EL PASO, Texas (Border Report) – The number of Mexicans displaced by violence – particularly narco-violence – increased nearly five-fold in 2021, a human rights organization reported.
A total of 36,682 people fled their towns last year citing suffering or witnessing acts of violence against themselves, relatives, or members of their community, according to the Mexican Commission for Defense and Promotion of Human Rights, which tracks the numbers since 2014. The group reported 7,486 cases of internal displacement in 2020.
Most of the displaced are from the states of Guerrero and Michoacan – where the Jalisco New Generation Cartel is involved in a bloody war against several local criminal organizations – the mostly rural states of Oaxaca and Chiapas and even northern states like Sinaloa, Chihuahua and Tamaulipas.
In Chihuahua, the displacement of 20 or more people has been reported in the southern part of the state in towns like Guadalupe y Calvo, the commission reported. In Michoacan, at least 20 residents left 10 municipalities in 2021 due to the violence.
The commission first noticed the spike during the first three months of 2021, when some 7,433 people left their communities compared to 4,500 in the first trimester of 2020. The displacement reached a peak in July and August, when 5,182 and 10,439 people left their communities.

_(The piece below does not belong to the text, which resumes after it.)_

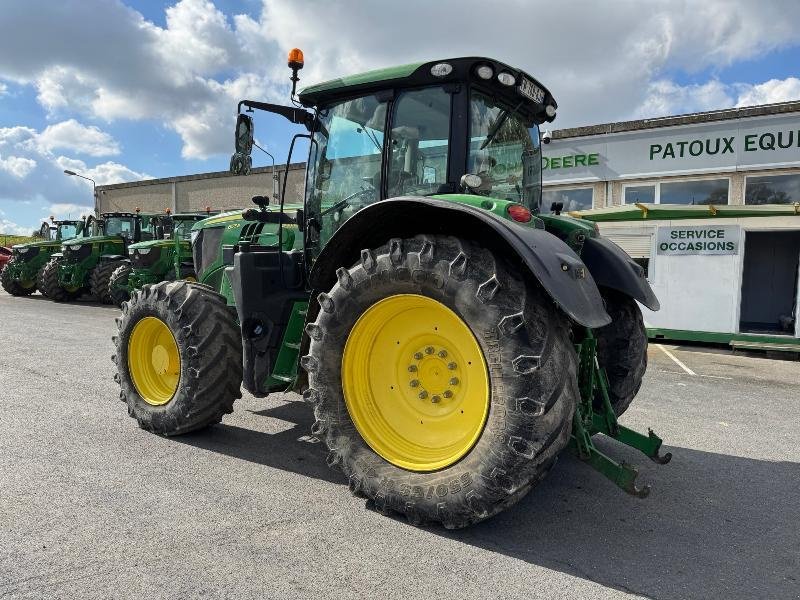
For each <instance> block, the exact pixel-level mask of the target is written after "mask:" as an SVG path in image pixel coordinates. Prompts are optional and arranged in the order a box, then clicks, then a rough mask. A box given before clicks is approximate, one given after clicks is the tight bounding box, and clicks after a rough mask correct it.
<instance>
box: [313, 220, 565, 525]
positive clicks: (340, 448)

At least some of the displaced are making their way to the U.S.-Mexico border. In Juarez, local officials have noticed an increase in the arrival of Mexicans from Michoacan, Guerrero and Zacatecas coming to find work or cross into the United States.

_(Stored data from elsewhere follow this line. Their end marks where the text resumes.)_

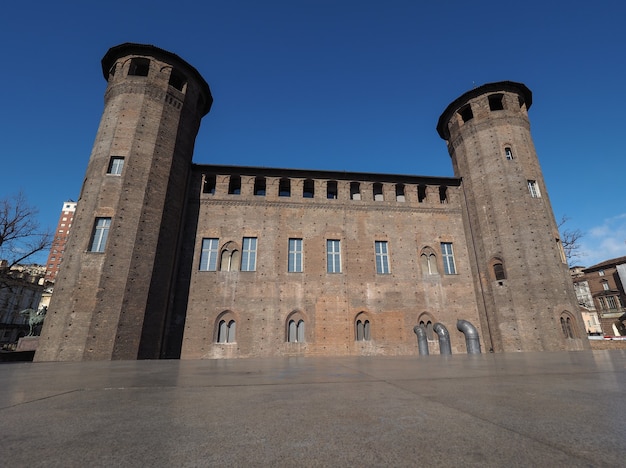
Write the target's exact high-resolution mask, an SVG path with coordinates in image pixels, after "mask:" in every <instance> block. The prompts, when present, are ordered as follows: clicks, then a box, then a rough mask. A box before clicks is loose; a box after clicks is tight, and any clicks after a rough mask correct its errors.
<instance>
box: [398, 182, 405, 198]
mask: <svg viewBox="0 0 626 468" xmlns="http://www.w3.org/2000/svg"><path fill="white" fill-rule="evenodd" d="M396 201H405V198H404V184H396Z"/></svg>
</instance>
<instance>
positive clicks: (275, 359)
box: [0, 351, 626, 467]
mask: <svg viewBox="0 0 626 468" xmlns="http://www.w3.org/2000/svg"><path fill="white" fill-rule="evenodd" d="M0 381H1V382H2V385H1V388H0V421H1V423H0V460H1V464H2V466H29V467H35V466H63V467H73V466H176V467H178V466H385V467H386V466H481V467H483V466H507V467H508V466H550V467H554V466H567V467H573V466H623V465H624V460H626V411H625V410H624V400H625V398H626V351H581V352H562V353H520V354H483V355H475V356H468V355H453V356H439V355H435V356H424V357H395V358H392V357H340V358H276V359H239V360H202V361H116V362H80V363H5V364H1V365H0Z"/></svg>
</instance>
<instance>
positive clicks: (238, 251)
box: [220, 242, 241, 271]
mask: <svg viewBox="0 0 626 468" xmlns="http://www.w3.org/2000/svg"><path fill="white" fill-rule="evenodd" d="M240 258H241V255H240V252H239V247H238V246H237V244H235V243H234V242H227V243H226V244H225V245H224V247H222V251H221V253H220V271H238V270H239V259H240Z"/></svg>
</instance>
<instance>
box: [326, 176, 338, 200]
mask: <svg viewBox="0 0 626 468" xmlns="http://www.w3.org/2000/svg"><path fill="white" fill-rule="evenodd" d="M326 198H328V199H330V200H336V199H337V181H336V180H329V181H328V182H326Z"/></svg>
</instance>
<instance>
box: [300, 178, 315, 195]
mask: <svg viewBox="0 0 626 468" xmlns="http://www.w3.org/2000/svg"><path fill="white" fill-rule="evenodd" d="M302 197H303V198H314V197H315V181H314V180H313V179H306V180H305V181H304V185H303V186H302Z"/></svg>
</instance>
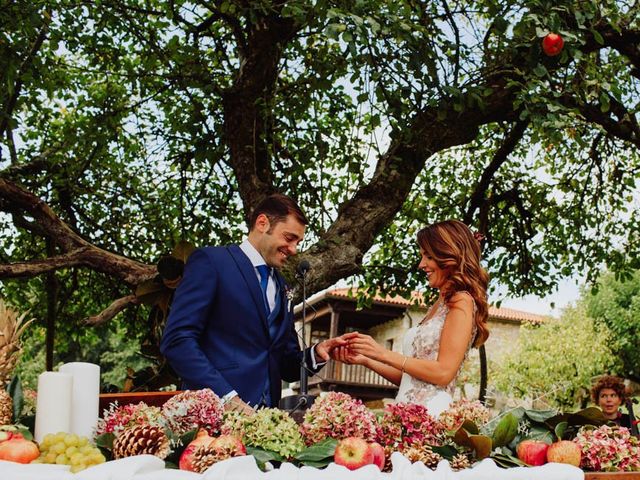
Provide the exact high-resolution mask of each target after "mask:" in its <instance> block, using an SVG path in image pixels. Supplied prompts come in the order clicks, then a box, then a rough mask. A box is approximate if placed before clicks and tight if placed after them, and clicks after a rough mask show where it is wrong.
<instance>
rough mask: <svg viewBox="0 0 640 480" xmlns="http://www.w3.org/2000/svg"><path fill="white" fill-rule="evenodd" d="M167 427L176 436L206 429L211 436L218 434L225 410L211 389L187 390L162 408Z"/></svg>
mask: <svg viewBox="0 0 640 480" xmlns="http://www.w3.org/2000/svg"><path fill="white" fill-rule="evenodd" d="M162 414H163V415H164V417H165V419H166V421H167V426H168V427H169V429H170V430H172V431H173V432H174V433H175V434H176V435H183V434H185V433H186V432H188V431H189V430H195V429H198V428H204V429H205V430H206V431H207V432H208V433H209V435H215V434H217V433H218V430H219V428H220V424H221V423H222V416H223V415H224V409H223V407H222V402H221V401H220V398H219V397H218V396H217V395H216V394H215V393H214V392H213V390H211V389H209V388H203V389H202V390H185V391H184V392H182V393H179V394H178V395H176V396H174V397H172V398H170V399H169V400H168V401H167V402H166V403H165V404H164V405H163V406H162Z"/></svg>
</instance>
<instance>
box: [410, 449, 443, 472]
mask: <svg viewBox="0 0 640 480" xmlns="http://www.w3.org/2000/svg"><path fill="white" fill-rule="evenodd" d="M402 454H403V455H404V456H405V457H407V459H408V460H409V461H410V462H411V463H415V462H422V463H424V464H425V466H426V467H428V468H431V469H433V468H436V467H437V466H438V462H440V460H442V457H441V456H440V455H439V454H437V453H436V452H434V451H433V450H431V447H430V446H429V445H417V444H414V445H412V446H411V447H409V448H408V449H406V450H405V451H404V452H402Z"/></svg>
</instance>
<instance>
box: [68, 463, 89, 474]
mask: <svg viewBox="0 0 640 480" xmlns="http://www.w3.org/2000/svg"><path fill="white" fill-rule="evenodd" d="M85 468H87V465H85V464H84V463H77V464H75V465H71V473H78V472H79V471H81V470H84V469H85Z"/></svg>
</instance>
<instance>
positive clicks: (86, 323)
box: [83, 294, 138, 327]
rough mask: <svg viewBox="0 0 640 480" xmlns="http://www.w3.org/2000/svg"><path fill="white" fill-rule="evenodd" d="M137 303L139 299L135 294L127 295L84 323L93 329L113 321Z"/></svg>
mask: <svg viewBox="0 0 640 480" xmlns="http://www.w3.org/2000/svg"><path fill="white" fill-rule="evenodd" d="M137 303H138V297H136V296H135V294H131V295H127V296H126V297H122V298H119V299H118V300H116V301H115V302H113V303H112V304H111V305H109V306H108V307H107V308H105V309H104V310H103V311H102V312H100V313H99V314H97V315H93V316H91V317H87V318H85V319H84V320H83V322H84V323H86V324H87V325H89V326H91V327H96V326H98V325H102V324H103V323H106V322H108V321H109V320H111V319H112V318H113V317H115V316H116V315H117V314H118V313H120V312H121V311H122V310H124V309H125V308H127V307H128V306H129V305H135V304H137Z"/></svg>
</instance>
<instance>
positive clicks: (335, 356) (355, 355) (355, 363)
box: [331, 347, 367, 365]
mask: <svg viewBox="0 0 640 480" xmlns="http://www.w3.org/2000/svg"><path fill="white" fill-rule="evenodd" d="M331 358H333V359H334V360H336V361H338V362H342V363H346V364H347V365H364V364H365V363H366V361H367V357H365V356H363V355H357V354H355V353H354V352H353V351H352V350H350V349H349V347H337V348H334V349H333V350H332V351H331Z"/></svg>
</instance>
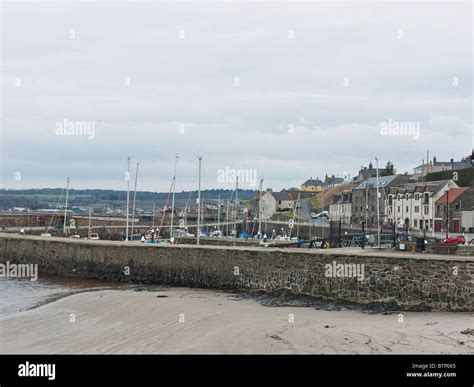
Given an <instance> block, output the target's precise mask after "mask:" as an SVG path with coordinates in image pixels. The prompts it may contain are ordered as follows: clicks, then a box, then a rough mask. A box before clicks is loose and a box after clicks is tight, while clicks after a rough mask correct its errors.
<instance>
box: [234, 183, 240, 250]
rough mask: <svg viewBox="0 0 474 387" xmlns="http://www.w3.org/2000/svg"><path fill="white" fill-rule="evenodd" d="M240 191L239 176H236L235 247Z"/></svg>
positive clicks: (235, 200)
mask: <svg viewBox="0 0 474 387" xmlns="http://www.w3.org/2000/svg"><path fill="white" fill-rule="evenodd" d="M238 191H239V177H238V176H236V179H235V209H236V212H235V216H234V230H235V234H234V247H235V240H236V239H237V215H238V213H239V199H238Z"/></svg>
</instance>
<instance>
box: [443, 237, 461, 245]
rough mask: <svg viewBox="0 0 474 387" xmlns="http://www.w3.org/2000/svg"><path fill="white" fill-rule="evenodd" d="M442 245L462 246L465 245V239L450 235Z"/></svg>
mask: <svg viewBox="0 0 474 387" xmlns="http://www.w3.org/2000/svg"><path fill="white" fill-rule="evenodd" d="M443 243H445V244H448V245H464V244H465V243H466V238H464V237H463V236H462V235H458V236H456V235H451V236H450V237H448V238H447V239H445V240H444V241H443Z"/></svg>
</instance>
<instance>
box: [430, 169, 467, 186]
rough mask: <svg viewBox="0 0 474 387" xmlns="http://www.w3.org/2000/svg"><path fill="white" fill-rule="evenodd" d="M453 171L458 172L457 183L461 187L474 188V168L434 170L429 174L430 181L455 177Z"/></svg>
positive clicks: (452, 177)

Some of them may be confused about the border being open to all asylum-seekers, given the Biden administration’s recent re-start of the Migrant Protection Protocols program.
“It’s very important to clarify that MPP does not apply to Mexican nationals. Mexicans cannot be returned to Mexico to await their court cases in the United States,” said Enrique Valenzuela, head of the Chihuahua Population Council. “Also, we want people to know that Title 42 is still in effect. The (expulsion) of people (from the United States) for health reasons continues to be applied. The (COVID-19) pandemic is not over.”
Displaced Mexicans have been arriving en masse to Juarez since fall 2019, when hundreds camped on sidewalks near the Paso del Norte and Bridge of the Americas U.S. ports of entry.